Life insurance is important as it helps you secure your family’s financial needs even when you are not around. A term plan should suffice for this purpose. There is no need to get into exotic ULIPS due to their associated illiquidity and cost structure. It is a great way to prevent the risk of loss but not the best way to save for retirement.
EPF continues to be a comparatively favourable investment vehicle due to its EEE status, where the entire amount including principal and interest is exempt from taxation. The new budget permits tax deductions of up to Rs 2.5 lakhs p.a. for annual contributions towards the EPF.
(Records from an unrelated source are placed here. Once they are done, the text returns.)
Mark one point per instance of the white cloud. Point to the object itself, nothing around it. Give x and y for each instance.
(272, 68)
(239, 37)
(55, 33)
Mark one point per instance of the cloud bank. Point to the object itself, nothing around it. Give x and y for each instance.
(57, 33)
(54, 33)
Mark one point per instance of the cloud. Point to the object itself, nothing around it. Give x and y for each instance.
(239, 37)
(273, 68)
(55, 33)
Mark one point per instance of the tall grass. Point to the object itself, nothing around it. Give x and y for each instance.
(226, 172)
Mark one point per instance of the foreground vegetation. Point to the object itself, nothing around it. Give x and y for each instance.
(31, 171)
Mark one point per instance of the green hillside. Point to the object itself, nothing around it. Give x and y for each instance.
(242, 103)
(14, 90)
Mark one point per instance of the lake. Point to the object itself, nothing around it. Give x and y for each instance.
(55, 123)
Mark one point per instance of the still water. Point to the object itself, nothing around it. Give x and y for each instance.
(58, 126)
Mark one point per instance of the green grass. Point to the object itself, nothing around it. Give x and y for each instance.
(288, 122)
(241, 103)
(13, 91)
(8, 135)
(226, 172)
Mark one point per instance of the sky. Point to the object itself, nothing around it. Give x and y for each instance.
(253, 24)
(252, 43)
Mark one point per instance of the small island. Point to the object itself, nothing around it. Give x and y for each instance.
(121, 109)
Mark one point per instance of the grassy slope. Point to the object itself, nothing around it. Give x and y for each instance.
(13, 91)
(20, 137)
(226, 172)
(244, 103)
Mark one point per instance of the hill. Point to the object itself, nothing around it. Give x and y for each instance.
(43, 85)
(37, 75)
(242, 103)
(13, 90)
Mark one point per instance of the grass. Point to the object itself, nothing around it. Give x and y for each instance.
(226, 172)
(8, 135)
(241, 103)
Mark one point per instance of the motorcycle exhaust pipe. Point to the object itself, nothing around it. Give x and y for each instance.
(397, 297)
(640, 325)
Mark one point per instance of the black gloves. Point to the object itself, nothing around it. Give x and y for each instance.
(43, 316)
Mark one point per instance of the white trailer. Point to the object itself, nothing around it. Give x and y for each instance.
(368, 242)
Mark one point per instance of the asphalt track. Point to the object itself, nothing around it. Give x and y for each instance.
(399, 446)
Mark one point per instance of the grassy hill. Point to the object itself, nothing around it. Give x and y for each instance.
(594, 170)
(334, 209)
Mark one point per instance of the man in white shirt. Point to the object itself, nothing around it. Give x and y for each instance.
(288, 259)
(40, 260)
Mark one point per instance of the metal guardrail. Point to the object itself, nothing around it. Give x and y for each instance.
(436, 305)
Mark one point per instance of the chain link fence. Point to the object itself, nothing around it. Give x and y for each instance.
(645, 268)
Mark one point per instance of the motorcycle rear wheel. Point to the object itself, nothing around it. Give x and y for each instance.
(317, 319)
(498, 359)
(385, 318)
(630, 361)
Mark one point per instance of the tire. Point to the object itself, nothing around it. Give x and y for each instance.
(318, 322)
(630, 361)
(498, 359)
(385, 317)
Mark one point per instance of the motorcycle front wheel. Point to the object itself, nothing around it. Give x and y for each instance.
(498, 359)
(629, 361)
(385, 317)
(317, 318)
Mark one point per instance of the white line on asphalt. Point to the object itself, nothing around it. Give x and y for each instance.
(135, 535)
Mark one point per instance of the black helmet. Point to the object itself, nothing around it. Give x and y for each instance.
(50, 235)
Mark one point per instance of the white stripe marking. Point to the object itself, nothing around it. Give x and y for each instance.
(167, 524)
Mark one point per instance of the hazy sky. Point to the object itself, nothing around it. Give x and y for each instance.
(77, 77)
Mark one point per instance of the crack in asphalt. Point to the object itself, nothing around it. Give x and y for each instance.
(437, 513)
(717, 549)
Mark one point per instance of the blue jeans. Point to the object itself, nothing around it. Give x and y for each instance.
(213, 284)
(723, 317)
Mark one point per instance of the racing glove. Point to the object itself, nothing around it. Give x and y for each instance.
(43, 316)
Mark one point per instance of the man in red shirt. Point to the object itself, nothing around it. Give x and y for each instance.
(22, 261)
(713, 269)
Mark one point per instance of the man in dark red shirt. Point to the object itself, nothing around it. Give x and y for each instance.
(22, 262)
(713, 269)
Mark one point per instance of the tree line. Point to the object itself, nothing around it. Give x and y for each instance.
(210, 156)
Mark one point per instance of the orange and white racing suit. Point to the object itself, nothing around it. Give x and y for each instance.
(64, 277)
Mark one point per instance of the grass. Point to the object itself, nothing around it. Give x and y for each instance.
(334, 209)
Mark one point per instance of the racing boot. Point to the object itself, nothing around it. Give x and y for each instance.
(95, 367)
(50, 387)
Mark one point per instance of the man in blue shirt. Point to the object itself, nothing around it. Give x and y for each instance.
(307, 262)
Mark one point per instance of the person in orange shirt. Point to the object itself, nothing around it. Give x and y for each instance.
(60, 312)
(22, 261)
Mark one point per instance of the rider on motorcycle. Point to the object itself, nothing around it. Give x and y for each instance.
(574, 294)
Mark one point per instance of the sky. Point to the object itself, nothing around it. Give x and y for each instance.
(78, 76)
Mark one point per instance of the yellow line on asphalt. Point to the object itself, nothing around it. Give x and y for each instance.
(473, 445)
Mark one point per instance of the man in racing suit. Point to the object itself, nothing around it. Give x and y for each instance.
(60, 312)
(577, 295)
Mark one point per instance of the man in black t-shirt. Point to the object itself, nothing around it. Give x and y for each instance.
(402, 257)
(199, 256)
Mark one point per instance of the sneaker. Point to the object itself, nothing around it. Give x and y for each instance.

Even the NPS gives unmatched tax benefits of up to 60% of the amount while the remaining 40% has to be converted into an annuity. There are options to match varying risk appetites, from debt only to aggressive funds with a 70:30, equity-debt structure.
You can also opt for Debt mutual funds or invest directly in G-sec funds. The VPF too offers great convenience and safety. Despite the tax implications, the government guarantee makes it a good option for high-income earners with very low-risk appetites.
Mutual funds continue to be a favourable investment theme. There are various themes as per differing risk profiles. One should be careful while investing in equity, especially when you are nearing retirement, to hedge against the risk of market volatility. You could avail of Portfolio Management Services for ticket sizes of Rs. 50 lakhs and above.
Gold & Real Estate
Gold will always be linked to inflation, so it is a good way to beat the effect of inflation but there is no economic activity linked to gold. Real Estate has the potential to make more than the inflation and provide good returns but it doesn’t make sense to include it in your retirement planning. It’s limited in the options it provides you, for e.g. Even to get Rs. 1 lakh you have to sell the entire property.
While drawing up your retirement plans, it’s a good idea to plan till the age of 90 years. By using a mix of debt & equity you can continue to earn returns even after retirement. Real assets too can be depended on to enjoy returns over inflation.
Planning your finances for retirement cannot be a one-time activity, it is an on-going process that must be done with due-diligence and prudence to achieve your set goals and be financially independent.